1 Load packages
2 Motivation
3 Licence
4 It’s a playful approach
5 Download data
- 5.1 Air temperature means
6 Download multiple files and bind them together rowwise
7 Format to long
8 More post-processing
9 Save to disk
10 Precipitation
11 Debrief
12 Reproducibility

1 Load packages

library(tidyverse)  # data wrangling
library(glue)

2 Motivation

In this post, we’ll prepare official German weather data. All data are accessed from DWD.
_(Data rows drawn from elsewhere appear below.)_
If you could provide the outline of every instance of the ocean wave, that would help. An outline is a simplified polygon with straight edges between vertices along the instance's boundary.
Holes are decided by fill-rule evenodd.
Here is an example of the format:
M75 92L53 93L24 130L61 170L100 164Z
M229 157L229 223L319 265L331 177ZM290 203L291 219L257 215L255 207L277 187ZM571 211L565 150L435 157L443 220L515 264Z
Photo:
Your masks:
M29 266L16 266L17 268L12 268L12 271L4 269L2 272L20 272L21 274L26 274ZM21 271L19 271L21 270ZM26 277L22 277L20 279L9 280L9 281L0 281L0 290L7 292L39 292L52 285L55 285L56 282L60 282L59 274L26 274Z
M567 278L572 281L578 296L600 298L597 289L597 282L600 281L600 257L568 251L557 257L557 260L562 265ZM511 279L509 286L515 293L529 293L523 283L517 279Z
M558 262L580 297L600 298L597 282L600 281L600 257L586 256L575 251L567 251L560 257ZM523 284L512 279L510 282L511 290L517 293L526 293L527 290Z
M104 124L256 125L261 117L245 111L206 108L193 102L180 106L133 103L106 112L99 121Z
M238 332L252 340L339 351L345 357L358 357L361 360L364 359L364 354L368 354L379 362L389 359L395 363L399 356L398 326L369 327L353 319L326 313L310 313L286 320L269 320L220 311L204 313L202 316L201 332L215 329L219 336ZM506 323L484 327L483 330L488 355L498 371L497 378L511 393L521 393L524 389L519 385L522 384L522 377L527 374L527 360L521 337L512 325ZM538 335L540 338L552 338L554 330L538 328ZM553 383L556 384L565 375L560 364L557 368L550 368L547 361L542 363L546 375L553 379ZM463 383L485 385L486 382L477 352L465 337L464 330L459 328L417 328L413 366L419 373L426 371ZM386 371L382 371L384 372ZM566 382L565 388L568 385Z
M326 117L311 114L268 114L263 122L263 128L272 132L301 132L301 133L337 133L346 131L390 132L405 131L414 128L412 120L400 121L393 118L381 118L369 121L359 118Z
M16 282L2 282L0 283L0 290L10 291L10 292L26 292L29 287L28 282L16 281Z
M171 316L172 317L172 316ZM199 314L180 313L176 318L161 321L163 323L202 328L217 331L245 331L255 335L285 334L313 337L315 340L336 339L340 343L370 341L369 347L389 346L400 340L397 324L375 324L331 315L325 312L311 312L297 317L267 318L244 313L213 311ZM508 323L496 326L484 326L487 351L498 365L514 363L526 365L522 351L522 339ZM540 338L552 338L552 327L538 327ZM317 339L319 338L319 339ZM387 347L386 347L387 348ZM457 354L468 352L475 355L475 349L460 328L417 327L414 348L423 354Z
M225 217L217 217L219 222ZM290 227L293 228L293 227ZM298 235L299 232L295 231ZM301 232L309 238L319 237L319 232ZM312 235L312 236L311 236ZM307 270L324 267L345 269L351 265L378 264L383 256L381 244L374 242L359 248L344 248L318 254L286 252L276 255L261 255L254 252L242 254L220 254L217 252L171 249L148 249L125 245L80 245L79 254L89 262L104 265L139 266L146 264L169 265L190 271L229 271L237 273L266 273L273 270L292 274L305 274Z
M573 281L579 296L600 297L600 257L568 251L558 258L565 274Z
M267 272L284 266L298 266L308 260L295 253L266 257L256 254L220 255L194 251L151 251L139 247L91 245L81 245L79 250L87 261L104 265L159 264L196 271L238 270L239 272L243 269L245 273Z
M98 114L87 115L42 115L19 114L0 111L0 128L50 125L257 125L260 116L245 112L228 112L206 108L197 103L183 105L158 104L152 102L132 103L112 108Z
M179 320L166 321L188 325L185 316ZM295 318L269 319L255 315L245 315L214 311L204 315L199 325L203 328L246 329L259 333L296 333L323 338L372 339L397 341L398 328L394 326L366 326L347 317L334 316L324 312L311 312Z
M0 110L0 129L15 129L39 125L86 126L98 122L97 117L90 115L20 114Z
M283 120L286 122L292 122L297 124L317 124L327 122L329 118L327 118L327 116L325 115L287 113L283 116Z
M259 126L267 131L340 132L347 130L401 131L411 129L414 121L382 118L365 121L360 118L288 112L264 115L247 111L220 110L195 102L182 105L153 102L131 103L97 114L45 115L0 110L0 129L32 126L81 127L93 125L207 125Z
More specifically, the DWD (Deutscher Wetterdienst, German Weather Service) provides an open data section https://opendata.dwd.de/, from where the data were fetched.

3 Licence

The licence can be read here, in short, the data are provided free of charge for everybody’s use.

At this subpage however, it is stated that the materials are copy right protected and that source must be declared like this:

Datenbasis: Deutscher Wetterdienst, eigene Elemente ergänzt.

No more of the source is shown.